Pakistan reinforces troops on Indian border: British daily
By IANSFriday, March 26, 2010
LONDON - Pakistan has sent extra troops to its border with India, saying rising tensions with New Delhi prevent it from expanding its military campaign against the Taliban, the Financial Times said Friday.
The move came as US Secretary of State Hillary Clinton held talks with Pakistan’s military leadership in Washington on how to exert more pressure on Taliban forces fighting US and NATO troops in Afghanistan.
US and European diplomats have tried to persuade Islamabad that India, with which Pakistan has fought three wars, was a lesser threat to regional stability than the terror groups based in the Afghan border region.

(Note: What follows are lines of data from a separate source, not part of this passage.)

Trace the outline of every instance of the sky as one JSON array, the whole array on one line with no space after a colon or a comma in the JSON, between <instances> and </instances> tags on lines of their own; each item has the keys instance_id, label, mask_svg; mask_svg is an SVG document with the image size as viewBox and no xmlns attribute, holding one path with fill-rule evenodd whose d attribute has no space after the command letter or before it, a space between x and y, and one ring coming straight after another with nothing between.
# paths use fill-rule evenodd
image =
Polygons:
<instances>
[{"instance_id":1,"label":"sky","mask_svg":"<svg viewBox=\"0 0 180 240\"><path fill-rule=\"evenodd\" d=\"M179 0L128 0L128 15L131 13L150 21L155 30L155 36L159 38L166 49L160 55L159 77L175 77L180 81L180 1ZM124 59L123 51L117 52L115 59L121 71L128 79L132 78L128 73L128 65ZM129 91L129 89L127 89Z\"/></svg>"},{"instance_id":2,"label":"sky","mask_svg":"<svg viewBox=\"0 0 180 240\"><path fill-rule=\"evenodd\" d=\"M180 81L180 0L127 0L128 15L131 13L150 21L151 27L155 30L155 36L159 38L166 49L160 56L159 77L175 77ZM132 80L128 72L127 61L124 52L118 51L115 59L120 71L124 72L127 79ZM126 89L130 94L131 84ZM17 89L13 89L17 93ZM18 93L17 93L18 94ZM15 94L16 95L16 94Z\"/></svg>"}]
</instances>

Islamabad’s envoy to London told the Times that assertiveness by New Delhi was sapping his country’s ability to fight Pakistani Taliban militants.
“The government has had to send some troops down there because we don’t want to leave ourselves exposed,” said Wajid Shamsul Hasan, a close confidant of the family of President Asif Ali Zardari.
“This is taking away from our defence capabilities on the Afghan border,” Hasan was quoted as saying. “We really wish the international community would intervene, but nobody has said anything to the Indians.”
Pakistani officials said the number of troops the army had deployed on the Indian border was modest and declined to give details. The daily said the reinforcements were estimated to be in the hundreds.